Irradiation induces upregulation of myocardial connexin-43 (Cx43), a decline of microRNA (miRNA)-1 and an increase of miRNA-21 levels [52]. This may be due to radiation-induced oxidative stress and/or inflammation, which result in these pathological changes and often accompany cardiovascular disease [53,54,55]. Treatment with aspirin and atorvastatin attenuates the irradiation-induced upregulation of myocardial Cx43 protein and miRNA-21 possibly via amelioration of oxidative stress and inflammation [56]. It also suppresses expansive remodeling by inhibition of macrophage infiltration [57]. The sulfhydryl compound amifostine is the only radioprotectant registered for use in humans, and has shown good radioprotective effects [58]. Unfortunately, it is not without significant side effects such as hypertension, nausea and vomiting, which understandably limits its clinical use [59].

2.2. Ischemia and Reperfusion Injury

Oxidative and inflammatory stress are also underlying causative factors in myocardial I/R injury. Cardiac myocytes, for their physiological function, require copious amounts of ATP; hence, a high density of mitochondria are needed to accommodate their high energy requirement.

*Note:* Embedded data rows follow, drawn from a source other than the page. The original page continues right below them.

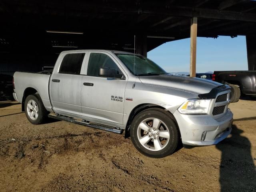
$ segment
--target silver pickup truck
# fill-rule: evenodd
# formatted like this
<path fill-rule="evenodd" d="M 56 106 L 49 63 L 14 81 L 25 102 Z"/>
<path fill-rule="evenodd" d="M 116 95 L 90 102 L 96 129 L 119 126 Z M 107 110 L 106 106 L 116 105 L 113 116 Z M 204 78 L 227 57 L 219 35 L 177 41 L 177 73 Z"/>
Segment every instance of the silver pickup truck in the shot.
<path fill-rule="evenodd" d="M 48 117 L 116 133 L 158 158 L 216 144 L 231 131 L 230 88 L 171 75 L 146 57 L 106 50 L 62 52 L 53 71 L 16 72 L 13 93 L 28 120 Z"/>

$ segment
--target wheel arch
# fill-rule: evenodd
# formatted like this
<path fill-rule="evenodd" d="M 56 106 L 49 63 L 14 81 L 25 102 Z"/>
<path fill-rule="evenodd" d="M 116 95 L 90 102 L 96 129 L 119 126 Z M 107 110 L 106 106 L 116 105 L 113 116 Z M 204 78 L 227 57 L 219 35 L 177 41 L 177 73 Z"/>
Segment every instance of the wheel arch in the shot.
<path fill-rule="evenodd" d="M 23 96 L 22 96 L 22 100 L 21 103 L 21 110 L 22 111 L 25 111 L 25 100 L 28 96 L 32 94 L 35 94 L 38 93 L 37 90 L 34 88 L 32 87 L 28 87 L 26 88 L 24 92 L 23 93 Z"/>
<path fill-rule="evenodd" d="M 175 119 L 175 118 L 174 118 L 173 115 L 172 115 L 172 114 L 170 111 L 169 111 L 165 108 L 162 107 L 162 106 L 160 106 L 155 104 L 151 104 L 148 103 L 140 104 L 134 107 L 130 113 L 130 114 L 129 116 L 129 118 L 128 118 L 128 120 L 127 120 L 127 122 L 125 127 L 124 132 L 125 138 L 128 138 L 130 136 L 130 126 L 134 118 L 140 112 L 146 110 L 146 109 L 149 109 L 150 108 L 158 108 L 164 110 L 166 112 L 168 113 L 170 115 L 171 115 L 171 116 L 172 117 L 172 119 L 174 121 L 174 122 L 177 124 L 177 126 L 178 126 L 178 124 L 177 123 L 176 120 Z"/>

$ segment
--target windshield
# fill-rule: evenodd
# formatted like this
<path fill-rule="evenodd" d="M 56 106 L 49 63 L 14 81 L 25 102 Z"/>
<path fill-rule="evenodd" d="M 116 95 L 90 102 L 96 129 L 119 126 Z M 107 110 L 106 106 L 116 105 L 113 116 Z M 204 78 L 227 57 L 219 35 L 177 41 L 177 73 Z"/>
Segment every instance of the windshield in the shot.
<path fill-rule="evenodd" d="M 118 53 L 116 54 L 131 72 L 136 76 L 158 75 L 167 73 L 146 57 L 130 54 Z"/>

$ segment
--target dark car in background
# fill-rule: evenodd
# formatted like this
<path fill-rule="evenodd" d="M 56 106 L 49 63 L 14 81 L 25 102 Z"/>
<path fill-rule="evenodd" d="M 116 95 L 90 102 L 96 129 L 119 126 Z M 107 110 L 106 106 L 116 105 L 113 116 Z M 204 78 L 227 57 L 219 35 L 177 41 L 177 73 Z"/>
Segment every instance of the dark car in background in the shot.
<path fill-rule="evenodd" d="M 0 74 L 0 101 L 14 100 L 12 78 L 11 75 Z"/>
<path fill-rule="evenodd" d="M 237 102 L 241 94 L 256 99 L 256 71 L 214 71 L 212 80 L 231 88 L 230 102 Z"/>
<path fill-rule="evenodd" d="M 187 76 L 190 76 L 190 75 L 188 75 Z M 196 77 L 198 78 L 201 78 L 201 79 L 208 79 L 208 80 L 212 80 L 212 73 L 196 73 Z"/>

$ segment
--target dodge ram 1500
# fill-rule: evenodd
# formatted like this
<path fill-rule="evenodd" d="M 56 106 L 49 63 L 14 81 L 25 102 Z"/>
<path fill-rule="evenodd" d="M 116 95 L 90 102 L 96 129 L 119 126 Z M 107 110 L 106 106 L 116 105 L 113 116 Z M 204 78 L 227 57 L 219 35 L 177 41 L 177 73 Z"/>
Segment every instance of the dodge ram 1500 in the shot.
<path fill-rule="evenodd" d="M 106 50 L 62 52 L 52 72 L 14 74 L 28 120 L 48 117 L 130 136 L 158 158 L 184 146 L 215 144 L 231 131 L 230 88 L 172 75 L 146 57 Z"/>

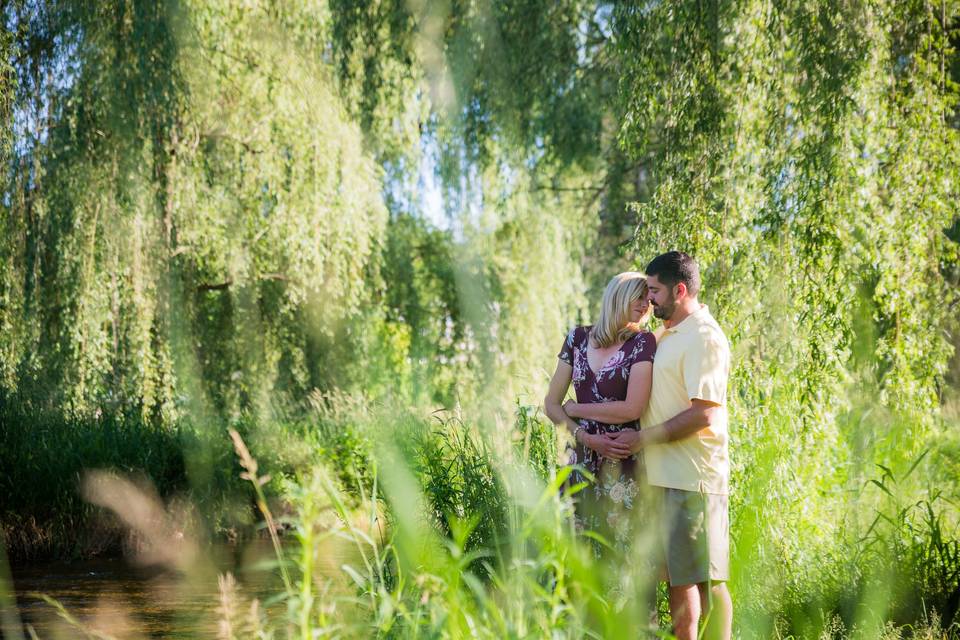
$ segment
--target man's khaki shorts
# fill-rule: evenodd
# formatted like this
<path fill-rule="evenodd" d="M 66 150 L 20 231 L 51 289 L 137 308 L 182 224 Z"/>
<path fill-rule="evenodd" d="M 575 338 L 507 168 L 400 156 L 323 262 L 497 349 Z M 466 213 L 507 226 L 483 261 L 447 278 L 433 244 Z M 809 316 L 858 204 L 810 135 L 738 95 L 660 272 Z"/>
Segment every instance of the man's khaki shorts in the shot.
<path fill-rule="evenodd" d="M 661 489 L 661 535 L 671 586 L 730 579 L 727 496 Z"/>

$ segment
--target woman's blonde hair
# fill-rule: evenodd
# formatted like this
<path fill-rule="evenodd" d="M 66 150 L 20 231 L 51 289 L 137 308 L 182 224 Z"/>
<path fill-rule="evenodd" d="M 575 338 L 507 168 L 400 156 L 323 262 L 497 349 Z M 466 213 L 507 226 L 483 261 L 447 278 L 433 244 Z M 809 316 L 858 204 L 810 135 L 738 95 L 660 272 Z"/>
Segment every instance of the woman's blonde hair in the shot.
<path fill-rule="evenodd" d="M 598 349 L 623 342 L 640 332 L 640 322 L 630 322 L 630 305 L 647 295 L 647 277 L 637 271 L 618 273 L 603 292 L 600 317 L 590 331 L 590 340 Z"/>

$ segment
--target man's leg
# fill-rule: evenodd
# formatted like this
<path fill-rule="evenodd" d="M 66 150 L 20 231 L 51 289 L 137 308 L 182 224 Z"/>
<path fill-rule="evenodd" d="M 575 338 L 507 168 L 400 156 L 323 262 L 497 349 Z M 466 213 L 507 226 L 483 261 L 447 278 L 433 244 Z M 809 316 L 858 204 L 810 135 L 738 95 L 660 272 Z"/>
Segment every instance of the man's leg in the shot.
<path fill-rule="evenodd" d="M 700 621 L 700 596 L 695 584 L 670 586 L 670 617 L 677 640 L 697 640 Z"/>
<path fill-rule="evenodd" d="M 704 582 L 697 585 L 700 609 L 704 618 L 706 640 L 730 640 L 733 628 L 733 601 L 726 582 Z"/>

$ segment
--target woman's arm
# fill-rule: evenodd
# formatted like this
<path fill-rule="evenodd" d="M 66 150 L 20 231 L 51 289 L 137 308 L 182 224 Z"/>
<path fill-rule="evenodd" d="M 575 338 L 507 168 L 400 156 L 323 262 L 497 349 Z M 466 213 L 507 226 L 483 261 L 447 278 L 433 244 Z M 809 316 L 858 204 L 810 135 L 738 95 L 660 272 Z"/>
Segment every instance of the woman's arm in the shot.
<path fill-rule="evenodd" d="M 627 399 L 613 402 L 588 402 L 580 404 L 568 401 L 564 412 L 571 418 L 586 418 L 607 424 L 623 424 L 639 420 L 650 401 L 650 384 L 653 382 L 653 363 L 637 362 L 630 367 L 627 382 Z"/>
<path fill-rule="evenodd" d="M 563 398 L 567 395 L 567 389 L 570 388 L 570 380 L 573 379 L 573 367 L 557 360 L 557 370 L 553 372 L 550 378 L 550 387 L 547 389 L 547 395 L 543 399 L 543 412 L 553 421 L 553 424 L 564 425 L 572 434 L 577 428 L 577 423 L 572 420 L 563 410 Z"/>
<path fill-rule="evenodd" d="M 553 377 L 550 379 L 550 388 L 547 390 L 547 396 L 543 399 L 543 410 L 544 413 L 547 414 L 547 417 L 550 418 L 554 424 L 566 426 L 571 434 L 576 431 L 579 425 L 567 415 L 560 403 L 563 401 L 563 397 L 567 395 L 567 389 L 570 388 L 570 380 L 572 378 L 573 367 L 563 360 L 558 361 L 557 370 L 553 372 Z M 629 446 L 625 443 L 617 442 L 613 438 L 599 434 L 590 434 L 582 429 L 577 432 L 576 437 L 585 447 L 593 449 L 606 458 L 623 460 L 630 455 Z"/>

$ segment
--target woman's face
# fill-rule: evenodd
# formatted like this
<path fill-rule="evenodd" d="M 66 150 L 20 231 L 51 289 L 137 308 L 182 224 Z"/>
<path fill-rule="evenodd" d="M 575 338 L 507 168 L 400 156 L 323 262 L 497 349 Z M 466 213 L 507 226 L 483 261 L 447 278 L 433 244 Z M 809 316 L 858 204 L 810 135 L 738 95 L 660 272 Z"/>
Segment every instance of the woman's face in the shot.
<path fill-rule="evenodd" d="M 640 322 L 646 313 L 647 309 L 650 307 L 650 301 L 647 299 L 647 296 L 642 298 L 637 298 L 630 303 L 630 322 Z"/>

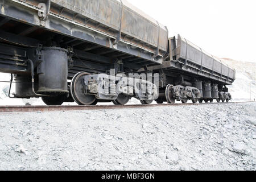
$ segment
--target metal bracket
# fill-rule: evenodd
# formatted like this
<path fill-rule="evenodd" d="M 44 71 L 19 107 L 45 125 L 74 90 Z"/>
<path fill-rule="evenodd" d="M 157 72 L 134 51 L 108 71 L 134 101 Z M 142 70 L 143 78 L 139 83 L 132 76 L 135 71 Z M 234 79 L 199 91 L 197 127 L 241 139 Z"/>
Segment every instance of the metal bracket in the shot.
<path fill-rule="evenodd" d="M 120 12 L 120 24 L 119 26 L 119 30 L 118 30 L 118 36 L 117 38 L 117 39 L 115 40 L 113 44 L 114 45 L 116 45 L 117 44 L 117 43 L 118 43 L 118 42 L 121 39 L 121 34 L 122 34 L 122 18 L 123 16 L 123 2 L 122 1 L 122 0 L 120 0 L 121 2 L 121 12 Z"/>

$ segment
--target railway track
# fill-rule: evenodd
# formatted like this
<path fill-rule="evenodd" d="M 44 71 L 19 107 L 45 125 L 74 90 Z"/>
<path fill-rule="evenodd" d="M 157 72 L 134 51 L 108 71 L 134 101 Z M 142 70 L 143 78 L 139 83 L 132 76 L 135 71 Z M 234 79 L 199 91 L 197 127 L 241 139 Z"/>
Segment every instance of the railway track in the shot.
<path fill-rule="evenodd" d="M 183 105 L 201 105 L 206 104 L 232 104 L 255 102 L 233 102 L 224 103 L 203 104 L 151 104 L 151 105 L 89 105 L 89 106 L 0 106 L 0 114 L 11 113 L 23 112 L 48 112 L 55 111 L 91 110 L 114 109 L 145 108 L 163 106 L 178 106 Z"/>

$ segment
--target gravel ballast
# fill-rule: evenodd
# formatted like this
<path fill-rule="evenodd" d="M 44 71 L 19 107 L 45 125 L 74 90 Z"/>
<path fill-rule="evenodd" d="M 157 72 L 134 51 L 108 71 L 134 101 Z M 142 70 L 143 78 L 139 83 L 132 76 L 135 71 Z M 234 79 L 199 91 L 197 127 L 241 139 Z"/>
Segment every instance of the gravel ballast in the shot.
<path fill-rule="evenodd" d="M 1 170 L 255 165 L 255 103 L 0 115 Z"/>

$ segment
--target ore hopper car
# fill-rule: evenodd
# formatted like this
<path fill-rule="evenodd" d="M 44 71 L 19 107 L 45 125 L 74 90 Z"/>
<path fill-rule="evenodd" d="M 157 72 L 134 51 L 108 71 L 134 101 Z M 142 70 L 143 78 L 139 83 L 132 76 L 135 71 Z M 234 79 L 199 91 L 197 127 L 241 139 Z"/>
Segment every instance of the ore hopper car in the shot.
<path fill-rule="evenodd" d="M 11 74 L 10 97 L 47 105 L 231 99 L 233 69 L 181 37 L 168 39 L 166 27 L 126 1 L 0 0 L 0 72 Z"/>

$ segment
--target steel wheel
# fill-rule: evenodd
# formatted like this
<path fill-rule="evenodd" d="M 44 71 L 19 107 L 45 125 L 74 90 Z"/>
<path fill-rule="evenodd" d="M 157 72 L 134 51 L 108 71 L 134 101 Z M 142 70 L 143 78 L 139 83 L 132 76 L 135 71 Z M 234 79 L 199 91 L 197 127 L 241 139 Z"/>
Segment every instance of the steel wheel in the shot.
<path fill-rule="evenodd" d="M 175 104 L 176 98 L 174 97 L 172 95 L 172 85 L 168 85 L 166 89 L 166 98 L 168 104 Z"/>
<path fill-rule="evenodd" d="M 151 104 L 153 102 L 153 100 L 141 100 L 141 103 L 142 104 Z"/>
<path fill-rule="evenodd" d="M 60 106 L 65 101 L 66 95 L 42 97 L 42 100 L 48 106 Z"/>
<path fill-rule="evenodd" d="M 96 101 L 96 98 L 94 95 L 86 94 L 84 92 L 82 76 L 89 75 L 86 72 L 78 73 L 73 77 L 71 81 L 71 96 L 74 101 L 79 105 L 89 105 L 95 104 L 94 102 Z"/>
<path fill-rule="evenodd" d="M 159 99 L 158 99 L 158 100 L 156 100 L 155 101 L 156 101 L 156 103 L 158 104 L 162 104 L 163 103 L 163 100 L 159 100 Z"/>
<path fill-rule="evenodd" d="M 196 102 L 198 102 L 199 99 L 198 98 L 192 98 L 192 99 L 191 100 L 192 101 L 193 103 L 196 104 Z"/>
<path fill-rule="evenodd" d="M 115 100 L 113 101 L 113 103 L 114 105 L 125 105 L 129 102 L 130 99 L 131 97 L 121 93 L 118 95 Z"/>

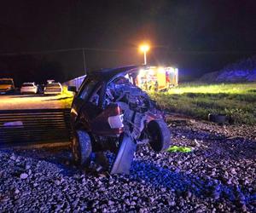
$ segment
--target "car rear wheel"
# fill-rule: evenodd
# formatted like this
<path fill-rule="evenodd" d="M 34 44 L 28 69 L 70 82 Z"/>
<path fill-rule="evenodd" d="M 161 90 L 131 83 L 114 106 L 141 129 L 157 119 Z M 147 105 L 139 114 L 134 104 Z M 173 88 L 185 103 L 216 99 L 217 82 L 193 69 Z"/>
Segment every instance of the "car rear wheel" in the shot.
<path fill-rule="evenodd" d="M 149 144 L 155 152 L 167 149 L 171 145 L 171 135 L 164 120 L 152 120 L 148 124 Z"/>
<path fill-rule="evenodd" d="M 84 130 L 77 130 L 72 141 L 72 153 L 76 164 L 89 166 L 91 152 L 91 141 L 88 133 Z"/>

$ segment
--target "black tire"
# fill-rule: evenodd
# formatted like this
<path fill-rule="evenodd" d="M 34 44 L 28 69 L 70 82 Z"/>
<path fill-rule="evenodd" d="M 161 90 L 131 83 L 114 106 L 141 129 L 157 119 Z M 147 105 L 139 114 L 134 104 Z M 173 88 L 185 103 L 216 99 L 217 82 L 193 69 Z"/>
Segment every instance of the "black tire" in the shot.
<path fill-rule="evenodd" d="M 171 134 L 164 120 L 152 120 L 148 124 L 149 144 L 155 152 L 167 149 L 171 145 Z"/>
<path fill-rule="evenodd" d="M 77 130 L 72 140 L 72 153 L 76 164 L 87 167 L 90 163 L 91 141 L 87 132 Z"/>

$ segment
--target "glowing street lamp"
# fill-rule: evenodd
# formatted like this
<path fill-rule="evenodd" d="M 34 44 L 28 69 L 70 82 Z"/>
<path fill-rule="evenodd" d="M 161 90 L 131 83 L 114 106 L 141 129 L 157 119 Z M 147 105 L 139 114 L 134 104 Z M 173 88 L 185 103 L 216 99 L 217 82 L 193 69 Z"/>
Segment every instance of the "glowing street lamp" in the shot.
<path fill-rule="evenodd" d="M 140 50 L 144 54 L 144 65 L 147 64 L 147 52 L 149 50 L 150 47 L 148 44 L 142 44 L 140 46 Z"/>

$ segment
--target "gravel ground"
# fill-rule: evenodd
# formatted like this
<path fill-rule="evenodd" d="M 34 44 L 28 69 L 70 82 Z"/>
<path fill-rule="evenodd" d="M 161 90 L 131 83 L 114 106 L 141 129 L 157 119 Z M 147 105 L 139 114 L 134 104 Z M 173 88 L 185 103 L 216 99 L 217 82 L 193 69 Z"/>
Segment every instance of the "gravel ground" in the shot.
<path fill-rule="evenodd" d="M 140 147 L 131 175 L 79 170 L 69 149 L 2 150 L 1 212 L 255 212 L 256 128 L 169 118 L 172 145 Z"/>

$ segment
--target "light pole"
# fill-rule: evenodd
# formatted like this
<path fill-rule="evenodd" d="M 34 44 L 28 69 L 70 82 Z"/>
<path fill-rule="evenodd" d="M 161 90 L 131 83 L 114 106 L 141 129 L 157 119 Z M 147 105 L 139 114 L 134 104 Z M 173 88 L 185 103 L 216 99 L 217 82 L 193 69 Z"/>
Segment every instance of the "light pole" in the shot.
<path fill-rule="evenodd" d="M 140 50 L 144 54 L 144 65 L 147 64 L 147 52 L 149 50 L 150 47 L 148 44 L 142 44 L 140 46 Z"/>
<path fill-rule="evenodd" d="M 85 49 L 84 48 L 83 48 L 83 62 L 84 62 L 84 75 L 86 75 Z"/>

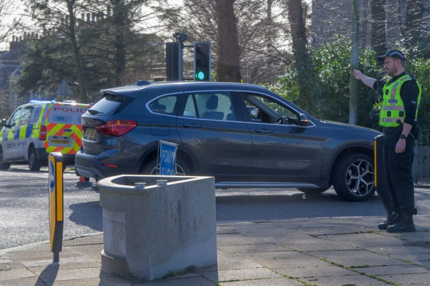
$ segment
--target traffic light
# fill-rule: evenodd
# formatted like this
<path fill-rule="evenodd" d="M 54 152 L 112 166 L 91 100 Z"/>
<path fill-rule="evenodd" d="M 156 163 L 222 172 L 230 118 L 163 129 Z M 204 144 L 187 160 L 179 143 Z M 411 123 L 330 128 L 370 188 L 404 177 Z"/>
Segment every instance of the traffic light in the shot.
<path fill-rule="evenodd" d="M 166 43 L 166 70 L 168 81 L 179 80 L 177 43 Z"/>
<path fill-rule="evenodd" d="M 194 80 L 210 81 L 210 42 L 194 42 Z"/>

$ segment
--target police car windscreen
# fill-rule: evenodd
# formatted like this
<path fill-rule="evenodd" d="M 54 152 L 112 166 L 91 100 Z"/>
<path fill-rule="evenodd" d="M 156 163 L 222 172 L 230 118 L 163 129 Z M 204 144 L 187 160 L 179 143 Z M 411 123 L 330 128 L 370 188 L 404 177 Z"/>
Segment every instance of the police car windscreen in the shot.
<path fill-rule="evenodd" d="M 51 107 L 48 121 L 51 123 L 80 125 L 81 116 L 88 110 L 87 107 L 76 105 L 53 105 Z"/>
<path fill-rule="evenodd" d="M 87 114 L 111 115 L 121 104 L 124 99 L 124 96 L 119 94 L 107 94 L 91 106 L 90 109 L 93 112 L 87 113 Z"/>

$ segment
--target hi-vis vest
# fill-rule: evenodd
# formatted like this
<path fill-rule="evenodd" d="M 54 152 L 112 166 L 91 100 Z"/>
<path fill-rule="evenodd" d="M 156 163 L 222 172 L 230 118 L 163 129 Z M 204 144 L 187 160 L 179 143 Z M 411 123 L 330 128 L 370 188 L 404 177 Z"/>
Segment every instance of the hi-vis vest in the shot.
<path fill-rule="evenodd" d="M 401 77 L 395 81 L 390 82 L 392 78 L 388 78 L 385 82 L 382 89 L 383 100 L 381 112 L 379 113 L 379 125 L 384 127 L 395 127 L 399 126 L 397 121 L 400 119 L 403 122 L 405 121 L 405 105 L 403 100 L 400 96 L 400 89 L 403 84 L 407 81 L 413 80 L 409 75 Z M 417 102 L 417 111 L 415 113 L 415 120 L 418 114 L 418 106 L 421 100 L 421 86 L 416 80 L 415 83 L 418 87 L 419 93 Z"/>

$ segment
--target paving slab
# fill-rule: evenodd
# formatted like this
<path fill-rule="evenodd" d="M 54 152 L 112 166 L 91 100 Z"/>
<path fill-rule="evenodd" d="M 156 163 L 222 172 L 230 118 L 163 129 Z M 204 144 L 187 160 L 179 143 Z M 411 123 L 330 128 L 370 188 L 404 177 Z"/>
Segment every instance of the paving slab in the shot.
<path fill-rule="evenodd" d="M 377 233 L 354 233 L 324 235 L 321 237 L 332 241 L 344 243 L 361 247 L 367 246 L 405 245 L 406 241 L 399 238 Z"/>
<path fill-rule="evenodd" d="M 296 267 L 313 267 L 329 266 L 331 264 L 318 258 L 309 257 L 304 259 L 256 259 L 253 261 L 270 269 L 294 268 Z"/>
<path fill-rule="evenodd" d="M 223 282 L 224 286 L 294 286 L 304 285 L 300 282 L 288 278 L 271 278 L 264 279 L 242 280 L 232 282 Z"/>
<path fill-rule="evenodd" d="M 283 277 L 282 275 L 275 272 L 265 268 L 219 270 L 211 272 L 202 273 L 201 275 L 211 281 L 216 281 L 217 276 L 218 276 L 218 281 L 220 282 L 237 280 L 250 280 Z M 224 283 L 223 283 L 224 284 Z"/>
<path fill-rule="evenodd" d="M 28 286 L 29 285 L 46 286 L 45 283 L 36 276 L 0 281 L 0 285 L 2 286 Z"/>
<path fill-rule="evenodd" d="M 240 257 L 230 253 L 219 251 L 218 270 L 257 268 L 261 265 L 250 261 L 246 258 Z"/>
<path fill-rule="evenodd" d="M 4 280 L 36 276 L 34 273 L 32 273 L 27 269 L 23 268 L 4 270 L 0 272 L 0 274 L 2 274 L 0 275 L 0 285 L 2 284 L 2 281 Z"/>
<path fill-rule="evenodd" d="M 301 280 L 319 286 L 331 285 L 384 285 L 385 283 L 363 275 L 302 278 Z"/>
<path fill-rule="evenodd" d="M 410 264 L 372 266 L 370 267 L 356 268 L 356 270 L 369 275 L 430 273 L 430 269 Z"/>
<path fill-rule="evenodd" d="M 378 275 L 378 277 L 404 285 L 428 285 L 430 281 L 430 273 Z"/>
<path fill-rule="evenodd" d="M 366 249 L 383 254 L 430 254 L 430 248 L 409 245 L 366 246 Z"/>
<path fill-rule="evenodd" d="M 354 271 L 332 265 L 317 267 L 277 268 L 273 270 L 283 275 L 299 278 L 357 275 L 357 273 Z"/>
<path fill-rule="evenodd" d="M 345 266 L 399 265 L 406 264 L 398 259 L 363 250 L 307 252 L 306 253 Z"/>
<path fill-rule="evenodd" d="M 327 241 L 322 243 L 313 243 L 311 244 L 288 244 L 285 245 L 290 249 L 297 251 L 331 251 L 359 250 L 362 248 L 355 245 L 349 245 L 344 243 L 333 242 Z"/>
<path fill-rule="evenodd" d="M 289 249 L 286 246 L 273 243 L 248 244 L 245 245 L 220 245 L 218 249 L 233 253 L 283 251 Z"/>
<path fill-rule="evenodd" d="M 217 236 L 217 245 L 218 246 L 262 244 L 267 243 L 261 239 L 238 233 L 221 234 Z"/>

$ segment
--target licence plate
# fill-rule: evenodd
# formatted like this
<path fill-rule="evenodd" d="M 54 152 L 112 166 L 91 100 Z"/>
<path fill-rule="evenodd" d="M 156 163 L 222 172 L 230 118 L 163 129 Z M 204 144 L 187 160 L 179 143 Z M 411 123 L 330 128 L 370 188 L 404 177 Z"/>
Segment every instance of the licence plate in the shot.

As such, these mitochondria, filled with reactive intermediates and pro-apoptotic signals, are intimately involved in I/R injury [60]. The inner mitochondrial membrane is responsible for maintaining mitochondrial transmembrane potential, and is usually impermeable to ions and proteins [61]. However, under stress, the opening of the mitochondrial permeability transition pore (mPTP) creates a non-selective channel between the inner membrane of the mitochondrion and the sarcoplasm. Consequently, a loss of the electrochemical gradient, production of ROS, Ca2+ overload, and formation of apoptosomes ensue [60].
Production of free radicals through partial reduction of oxygen during I/R is well understood. These highly reactive ROS can rapidly overwhelm the cell’s endogenous antioxidant self-defense system. This creates cellular injury by damaging lipids, proteins, DNA, and RNA. The xanthine oxidase substrates, xanthine and hypoxanthine, accumulate during ischemia, which triggers xanthine oxidase activation and consequently more ROS production [62]. These ROS can also elicit the opening of the mPTP resulting in a positive feedback loop of increased ROS production from the mitochondria (“ROS-induced ROS release”) [60,63]. A recapitulation of some of the underlying pathophysiological mechanisms is shown in Table 1 (modified according to [60]).
Many cellular and molecular processes contribute to ventricular remodeling in response to myocardial irradiation, myocardial I/R injury, hypertension, neurohumoral activation or other pathophysiological stimuli [64]. For example, excessive production of endothelin-1 (ET-1), angiotensin II, catecholamines and pro-inflammatory cytokines, which bind to their cognate receptors and activate the downstream signaling events, results in these pathological changes. This is then followed by necrosis, apoptosis, autophagy, or hypertrophy of the cardiomyocytes. It also induces fibroblast activation to produce collagen and other proteins that cause fibrosis [65,66,67].
Currently, restoring blood flow in an acutely occluded vessel represents the most effective, long-term clinical therapy for acute myocardial infarction [68]. Although restoration of blood flow is critical, the perfusion of oxygen-rich blood induces cytotoxic ROS production. This eruption of ROS leads to cellular necrosis and apoptosis, a process is referred to as “lethal reperfusion injury” [69]. Reperfusion injury accounts for up to 50% of the final size of the infarct [70]. Besides the cascade of events occurring within cardiomyocytes, the endothelium is also actively involved in the I/R injury.
Nitric oxide (nitrogen monoxide, NO) is a signaling molecule involved in many physiological and pathological processes and a vasodilator in the vascular system. The endothelium is the major source of NO. Under healthy conditions, NO elicits vasodilation, which provides protective effects during I/R, in part by influencing oxygen consumption, platelet aggregation, leukocyte adhesion, and free radical metabolism [71,72,73]. In contrast to normal concentrations, high concentrations of NO exacerbate I/R injury largely by producing highly reactive peroxynitrite [74,75]. In addition to NO, the coronary endothelium has several other pathophysiological roles in I/R, such as serving as a source of non-NO vasoactive substances, activating the immune system, and an increased expression of cytokines, chemokines, and various adhesion molecules [60].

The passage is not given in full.